Meta will soon roll out its new fact-checking replacement, Community Notes, a crowd-sourced tool that will sunset the company's third party fact-checking team in favor of what Meta alleges is a "less biased" way to curb misinformation.
The company announced that the feature will begin testing among U.S. users on March 18, but Community Notes won't yet appear to the public while in beta testing. Once they do show up, users can expect to see small highlighted boxes at the bottom of Facebook, Instagram, and Threads posts, as well as options to contribute their own notes in the drop down menus on all Meta platforms. Notes will not have author names attached to them and will be capped at 500 words.
"We expect Community Notes to be less biased than the third party fact checking program it replaces because it allows more people with more perspectives to add context to posts," the company wrote. "This isn’t majority rules.
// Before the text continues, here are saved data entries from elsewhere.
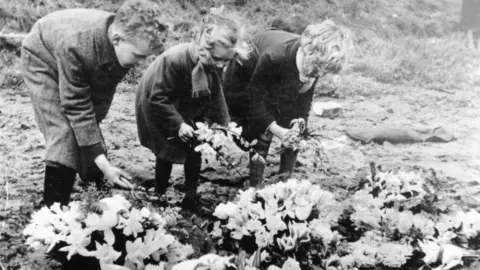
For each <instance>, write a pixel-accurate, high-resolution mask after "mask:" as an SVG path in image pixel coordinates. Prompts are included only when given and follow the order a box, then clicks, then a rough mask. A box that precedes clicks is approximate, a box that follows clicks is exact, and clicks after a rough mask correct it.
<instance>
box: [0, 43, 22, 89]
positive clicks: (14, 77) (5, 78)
mask: <svg viewBox="0 0 480 270" xmlns="http://www.w3.org/2000/svg"><path fill="white" fill-rule="evenodd" d="M18 62H19V61H18V56H17V55H16V54H15V53H13V52H10V51H7V50H0V88H7V87H8V88H19V87H20V86H22V84H23V79H22V77H21V75H20V66H19V63H18Z"/></svg>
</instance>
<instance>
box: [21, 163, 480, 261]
mask: <svg viewBox="0 0 480 270" xmlns="http://www.w3.org/2000/svg"><path fill="white" fill-rule="evenodd" d="M367 179H369V181H368V183H366V184H365V185H364V186H362V188H360V189H359V190H357V191H356V192H355V193H353V194H352V196H350V197H349V198H348V199H343V200H341V199H339V198H337V197H336V196H335V195H334V194H333V193H331V192H329V191H327V190H324V189H322V188H320V186H319V185H315V184H312V183H311V182H310V181H307V180H303V181H299V180H295V179H290V180H288V181H287V182H279V183H276V184H274V185H269V186H266V187H264V188H261V189H254V188H250V189H247V190H244V191H239V194H238V196H237V198H236V200H235V201H233V202H227V203H224V204H220V205H218V206H217V207H216V209H215V212H214V216H215V217H216V218H218V220H217V221H215V222H214V224H213V226H212V227H213V229H212V230H211V232H210V236H211V237H212V238H213V239H214V240H216V243H217V245H219V247H220V249H218V250H221V249H222V247H225V246H227V245H226V244H227V243H232V242H235V243H236V244H235V245H233V246H236V247H238V249H236V250H226V252H230V254H232V256H230V257H222V256H219V255H216V254H207V255H204V256H202V257H200V258H197V259H191V260H187V259H188V257H189V256H191V255H192V254H193V248H192V247H191V246H190V245H184V244H182V243H180V242H179V241H178V240H177V239H176V238H175V237H174V236H173V235H171V234H170V233H169V232H168V229H169V228H170V227H172V226H175V224H176V222H177V219H178V218H180V217H179V215H178V214H177V211H178V209H173V208H167V209H164V211H163V212H161V213H157V212H155V211H152V210H150V209H148V208H145V207H144V208H141V209H137V208H134V207H132V205H131V203H130V202H129V201H128V200H126V199H125V198H124V197H122V196H120V195H114V196H112V197H108V198H104V199H102V200H100V201H99V202H98V205H97V207H96V209H97V210H96V211H93V210H90V211H86V210H85V209H86V208H85V207H84V205H83V204H85V202H71V203H70V204H69V206H68V207H64V208H63V209H62V208H61V207H60V205H58V204H54V205H53V206H52V207H50V208H47V207H44V208H42V209H40V210H39V211H38V212H36V213H34V214H33V216H32V222H31V223H30V224H29V225H28V226H27V227H26V228H25V230H24V234H25V236H27V242H26V243H27V245H29V246H30V247H31V248H38V247H40V246H42V245H47V246H48V248H47V251H51V250H55V247H59V246H60V247H61V248H60V249H59V251H60V252H63V253H65V254H66V258H67V259H68V260H70V259H71V258H72V257H73V256H83V257H86V258H87V257H88V258H95V259H97V260H98V261H99V264H100V267H101V269H103V270H107V269H111V270H124V269H134V270H135V269H140V270H143V269H147V270H172V269H173V270H193V269H215V270H221V269H232V268H236V269H239V270H258V269H267V270H278V269H281V270H287V269H289V270H290V269H291V270H300V269H302V267H304V266H306V265H316V266H318V267H321V268H323V269H327V270H354V269H362V268H371V267H376V266H385V267H390V268H396V269H403V268H405V266H406V265H408V264H409V263H411V261H412V259H413V258H414V257H415V254H417V253H418V252H420V253H421V254H422V255H421V256H420V257H419V258H417V259H419V260H421V262H422V264H424V265H430V264H440V266H439V267H441V268H438V269H443V270H447V269H451V268H453V267H455V266H457V265H460V264H462V263H463V261H464V260H463V259H464V258H465V257H468V256H470V257H476V255H475V254H474V252H473V250H472V248H471V247H470V246H469V245H468V243H472V242H474V239H478V237H479V232H480V214H479V213H478V212H476V211H475V210H469V211H467V212H465V211H462V210H461V209H458V208H454V207H450V208H448V209H447V210H445V211H439V210H438V209H437V210H435V208H434V207H431V208H429V210H428V211H427V210H425V209H422V208H421V207H420V206H422V205H423V204H425V202H426V201H429V199H428V198H429V197H428V196H429V195H430V194H431V193H432V191H430V190H428V189H427V186H428V183H426V181H425V179H423V178H422V177H421V176H420V175H419V174H416V173H412V172H409V173H407V172H403V171H399V172H385V173H383V172H377V173H375V174H374V176H373V175H372V176H370V177H368V178H367ZM433 192H434V191H433ZM429 202H430V201H429ZM89 209H95V207H89ZM432 209H434V211H432ZM342 226H343V227H342ZM345 226H346V227H345ZM342 228H343V229H342ZM458 239H466V240H465V241H463V242H462V243H464V244H463V246H462V245H459V241H458ZM460 242H461V241H460ZM242 250H253V252H251V253H252V255H251V256H250V257H249V258H248V259H246V258H245V254H244V255H239V254H242ZM224 251H225V250H224ZM249 252H250V251H249ZM280 267H282V268H280ZM304 269H305V268H304Z"/></svg>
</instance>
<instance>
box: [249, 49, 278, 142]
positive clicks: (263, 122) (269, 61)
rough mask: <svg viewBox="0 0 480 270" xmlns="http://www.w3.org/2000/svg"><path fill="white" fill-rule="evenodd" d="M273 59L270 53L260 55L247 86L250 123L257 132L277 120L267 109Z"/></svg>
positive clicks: (259, 131) (271, 78)
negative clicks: (254, 128)
mask: <svg viewBox="0 0 480 270" xmlns="http://www.w3.org/2000/svg"><path fill="white" fill-rule="evenodd" d="M272 68H273V65H272V61H271V57H270V56H269V55H268V54H264V55H262V56H260V58H259V60H258V62H257V65H256V66H255V69H254V71H253V73H252V77H251V79H250V82H249V84H248V86H247V93H248V96H249V103H250V106H249V107H250V108H249V116H248V119H249V122H250V123H249V125H251V126H252V127H255V131H256V132H255V133H258V134H261V133H263V132H265V130H266V129H267V128H268V126H270V124H271V123H273V122H274V121H275V118H274V117H273V116H272V114H271V113H270V112H269V111H268V109H267V102H268V101H267V100H266V99H267V93H268V91H269V89H268V87H269V86H268V84H269V81H270V80H272V79H273V78H271V76H273V74H274V72H272Z"/></svg>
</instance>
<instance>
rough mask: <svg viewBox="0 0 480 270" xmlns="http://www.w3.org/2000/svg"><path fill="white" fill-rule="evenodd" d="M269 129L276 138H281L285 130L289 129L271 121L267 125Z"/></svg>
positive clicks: (280, 139) (284, 131) (286, 132)
mask: <svg viewBox="0 0 480 270" xmlns="http://www.w3.org/2000/svg"><path fill="white" fill-rule="evenodd" d="M269 131H270V132H271V133H273V135H275V136H276V137H277V138H279V139H280V140H282V139H283V137H285V134H287V132H288V131H290V130H289V129H286V128H284V127H281V126H279V125H277V123H276V122H273V123H272V124H271V125H270V127H269Z"/></svg>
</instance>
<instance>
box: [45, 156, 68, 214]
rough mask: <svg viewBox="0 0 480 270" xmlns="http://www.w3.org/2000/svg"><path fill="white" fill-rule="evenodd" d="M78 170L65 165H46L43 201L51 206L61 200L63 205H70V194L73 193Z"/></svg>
mask: <svg viewBox="0 0 480 270" xmlns="http://www.w3.org/2000/svg"><path fill="white" fill-rule="evenodd" d="M75 176H76V172H75V170H73V169H70V168H67V167H65V166H58V167H57V166H49V165H47V166H46V167H45V182H44V189H43V202H44V204H45V205H46V206H48V207H50V206H52V204H54V203H56V202H59V203H61V204H62V205H68V202H69V200H70V194H71V193H72V189H73V183H74V182H75Z"/></svg>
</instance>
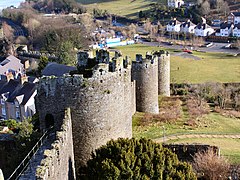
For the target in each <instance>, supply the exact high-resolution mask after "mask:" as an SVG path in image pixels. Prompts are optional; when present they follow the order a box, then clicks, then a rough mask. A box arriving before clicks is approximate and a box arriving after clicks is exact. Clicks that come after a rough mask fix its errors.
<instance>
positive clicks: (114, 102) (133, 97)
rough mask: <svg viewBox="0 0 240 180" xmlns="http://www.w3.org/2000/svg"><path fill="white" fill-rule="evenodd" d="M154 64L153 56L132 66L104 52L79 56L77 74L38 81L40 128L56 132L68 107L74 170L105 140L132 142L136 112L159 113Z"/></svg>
mask: <svg viewBox="0 0 240 180" xmlns="http://www.w3.org/2000/svg"><path fill="white" fill-rule="evenodd" d="M161 54H162V53H161ZM86 58H87V59H86ZM139 58H140V59H139ZM158 61H159V55H158V54H155V55H154V54H147V55H146V58H145V59H142V56H141V57H140V56H138V59H137V61H136V62H133V64H132V66H131V65H130V63H129V58H127V57H126V58H123V57H122V56H121V53H119V52H116V53H115V56H114V57H113V58H111V57H110V55H109V53H108V52H106V51H104V50H100V51H97V52H96V57H93V56H92V55H90V54H89V53H88V52H84V51H83V52H79V54H78V63H77V64H78V65H77V66H78V73H79V74H73V75H68V74H66V75H64V76H63V77H58V78H57V77H54V76H52V77H50V76H49V77H43V78H42V79H41V80H40V82H39V86H38V93H37V96H36V107H37V110H38V112H39V118H40V128H41V129H42V130H45V129H47V128H49V127H50V126H54V127H55V129H56V130H60V129H61V126H62V119H63V118H64V115H65V114H64V113H65V109H66V108H68V107H69V108H70V109H71V117H72V118H71V119H72V131H73V146H74V158H75V165H76V169H78V168H79V167H81V166H84V165H86V162H87V160H89V158H90V157H91V153H92V152H93V151H94V150H95V149H96V148H98V147H100V146H101V145H104V144H106V142H107V141H109V140H110V139H117V138H119V137H123V138H131V137H132V115H133V114H134V113H135V111H136V107H137V109H138V110H139V111H143V112H150V113H158V112H159V108H158V79H159V78H158V66H159V63H158ZM136 86H137V88H136ZM136 104H137V105H136Z"/></svg>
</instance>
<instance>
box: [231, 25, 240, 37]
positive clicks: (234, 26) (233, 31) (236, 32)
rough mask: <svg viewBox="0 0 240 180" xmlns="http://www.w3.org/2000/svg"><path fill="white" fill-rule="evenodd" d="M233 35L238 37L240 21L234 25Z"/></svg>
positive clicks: (236, 36)
mask: <svg viewBox="0 0 240 180" xmlns="http://www.w3.org/2000/svg"><path fill="white" fill-rule="evenodd" d="M233 36H236V37H240V23H238V24H235V25H234V27H233Z"/></svg>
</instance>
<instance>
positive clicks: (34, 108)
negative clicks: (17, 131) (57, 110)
mask: <svg viewBox="0 0 240 180" xmlns="http://www.w3.org/2000/svg"><path fill="white" fill-rule="evenodd" d="M36 94H37V90H36V84H35V83H31V82H25V83H23V84H22V83H21V82H20V81H18V80H13V79H11V80H10V81H8V82H4V81H0V100H1V101H0V102H1V103H0V118H1V119H16V120H18V121H22V120H24V119H25V118H28V117H32V116H33V115H34V114H35V113H36V110H35V103H34V97H35V96H36Z"/></svg>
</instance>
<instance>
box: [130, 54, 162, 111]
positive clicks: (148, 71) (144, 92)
mask: <svg viewBox="0 0 240 180" xmlns="http://www.w3.org/2000/svg"><path fill="white" fill-rule="evenodd" d="M139 57H140V59H137V61H135V62H133V64H132V79H133V80H135V81H136V106H137V111H141V112H149V113H154V114H157V113H159V107H158V58H154V57H152V56H150V57H149V58H146V59H142V57H141V56H139Z"/></svg>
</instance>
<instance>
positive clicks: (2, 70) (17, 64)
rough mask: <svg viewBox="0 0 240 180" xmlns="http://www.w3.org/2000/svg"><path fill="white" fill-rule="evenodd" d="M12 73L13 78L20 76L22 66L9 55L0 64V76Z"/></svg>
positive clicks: (15, 57)
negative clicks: (7, 56)
mask: <svg viewBox="0 0 240 180" xmlns="http://www.w3.org/2000/svg"><path fill="white" fill-rule="evenodd" d="M8 73H12V74H13V75H14V76H15V78H17V76H18V75H19V74H20V75H21V74H23V73H24V66H23V64H22V63H21V60H20V59H18V58H16V57H14V56H12V55H10V56H8V57H7V58H6V59H4V60H3V61H2V62H0V75H6V74H8Z"/></svg>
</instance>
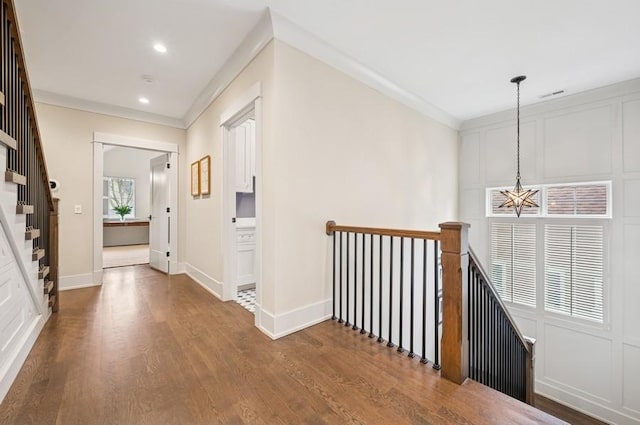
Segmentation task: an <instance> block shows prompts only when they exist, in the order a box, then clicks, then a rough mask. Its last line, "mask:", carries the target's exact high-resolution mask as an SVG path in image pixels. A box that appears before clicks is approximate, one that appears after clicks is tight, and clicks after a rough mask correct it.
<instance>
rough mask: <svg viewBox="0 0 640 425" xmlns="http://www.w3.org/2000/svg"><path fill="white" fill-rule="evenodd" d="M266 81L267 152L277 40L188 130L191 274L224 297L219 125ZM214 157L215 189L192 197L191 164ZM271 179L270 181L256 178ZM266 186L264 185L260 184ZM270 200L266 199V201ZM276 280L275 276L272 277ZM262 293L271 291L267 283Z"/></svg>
mask: <svg viewBox="0 0 640 425" xmlns="http://www.w3.org/2000/svg"><path fill="white" fill-rule="evenodd" d="M258 82H259V83H261V86H262V95H263V109H264V118H265V123H264V126H263V132H262V137H263V144H264V145H265V146H266V147H265V149H266V150H267V151H268V150H269V149H270V146H272V145H273V141H272V137H271V134H272V130H271V128H272V123H273V119H272V118H271V116H272V113H273V107H272V104H273V99H274V98H275V93H274V90H273V43H269V44H268V45H267V46H266V47H265V48H264V49H263V50H262V51H261V52H260V53H259V54H258V55H257V56H256V57H255V58H254V59H253V61H251V63H249V65H247V67H246V68H245V69H244V70H243V71H242V72H241V73H240V74H239V75H238V76H237V77H236V78H235V79H234V80H233V82H232V83H231V84H230V85H229V86H228V87H227V88H226V89H225V90H224V91H223V92H222V94H221V95H220V96H218V97H217V98H216V99H215V101H214V102H212V103H211V104H210V105H209V106H208V107H207V109H205V111H204V112H203V113H202V114H201V115H200V116H199V117H198V118H197V119H196V121H194V123H193V124H192V125H191V126H190V127H189V128H188V129H187V150H186V155H185V163H186V164H187V165H186V168H185V169H183V173H182V177H183V178H184V181H185V183H186V185H185V186H184V188H183V189H184V193H185V202H186V217H185V219H186V252H185V263H186V271H187V273H188V274H189V275H190V276H191V277H193V278H195V279H196V280H198V281H199V282H200V283H201V284H203V285H205V286H206V287H207V288H209V289H210V290H211V291H213V292H214V293H216V294H217V295H218V296H219V297H221V296H222V285H223V256H224V253H223V248H224V246H223V223H222V212H223V210H222V208H223V185H222V179H223V171H224V168H225V167H224V161H223V146H222V145H223V134H222V128H221V127H220V119H221V116H222V114H223V113H224V112H225V111H226V110H227V109H229V108H230V107H231V106H232V105H234V102H236V101H237V100H238V98H239V97H241V96H242V95H243V94H244V93H245V92H246V91H247V90H248V89H249V88H250V87H252V86H253V85H254V84H256V83H258ZM205 155H210V156H211V194H210V195H205V196H198V197H192V196H190V190H189V187H188V184H189V181H190V180H189V178H190V175H189V172H190V169H189V165H190V164H191V163H192V162H194V161H197V160H199V159H200V158H202V157H204V156H205ZM260 184H265V185H267V184H270V182H264V183H262V182H257V185H260ZM257 190H258V191H259V190H261V188H260V187H258V189H257ZM265 202H267V201H265ZM269 282H272V280H269ZM262 289H263V292H264V291H267V290H272V289H270V288H269V287H268V285H264V287H263V288H262Z"/></svg>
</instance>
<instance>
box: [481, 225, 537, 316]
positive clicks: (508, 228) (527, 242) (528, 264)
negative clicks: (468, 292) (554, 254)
mask: <svg viewBox="0 0 640 425" xmlns="http://www.w3.org/2000/svg"><path fill="white" fill-rule="evenodd" d="M491 281H492V283H493V285H494V286H495V287H496V289H497V291H498V293H499V294H500V296H501V298H502V299H503V300H505V301H509V302H513V303H518V304H523V305H527V306H531V307H535V305H536V227H535V225H534V224H511V223H493V224H492V226H491Z"/></svg>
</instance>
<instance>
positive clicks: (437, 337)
mask: <svg viewBox="0 0 640 425" xmlns="http://www.w3.org/2000/svg"><path fill="white" fill-rule="evenodd" d="M438 249H439V248H438V241H437V240H434V241H433V288H434V289H433V293H434V300H435V305H434V309H433V311H434V312H435V313H434V314H435V317H434V320H433V323H434V326H435V329H434V331H435V332H434V335H435V341H434V342H435V344H434V353H433V357H434V362H433V368H434V369H435V370H440V265H439V264H438ZM425 263H426V253H425ZM425 270H426V269H425ZM425 290H426V287H425ZM425 323H426V322H425Z"/></svg>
No matter how many contributors agree on a note, it won’t be published unless people who normally disagree decide that it provides helpful context. "
Meta's approach is based entirely on the Community Notes feature that's become central to fact-checking at Elon Musk-owned X. Meta says it will use X's open source algorithm as the basis of its own rating system, with the potential to build out the feature as its deployed. "As X’s algorithm and program information is open source – meaning free and available for anyone to use – we can build on what X has done, learn from the researchers who have studied it, and improve the system for our own platforms," Meta explained. "We won’t be reinventing the wheel."
CEO Mark Zuckerberg announced the policy shift in January, saying: "Fact-checkers have been too politically biased and have destroyed more trust than they’ve created... It's time to get back to our roots around free expression."
In February, the company opened up applications for what they're calling a "Community Notes network" of fact-checking contributors on Facebook, Instagram, and Threads. Contributors had to be 18 years or older, have an account at least six months old, and be in good standing. Meta said more than 200,000 people signed up across the company's three platforms and were added to a pending waitlist — many will be notified that they have been accepted as contributors in the coming days.
Meta also confirmed that Community Notes won't apply to paid advertisements for the time being, a decision initially leaked by an anonymous source in January that stirred greater concern over the company's evolving moderation and hateful conduct policies in the name of free speech. Posts that are tagged with a note won't receive any kind of penalty, either, such as the reduced visibility built into Meta's previous fact-checking system.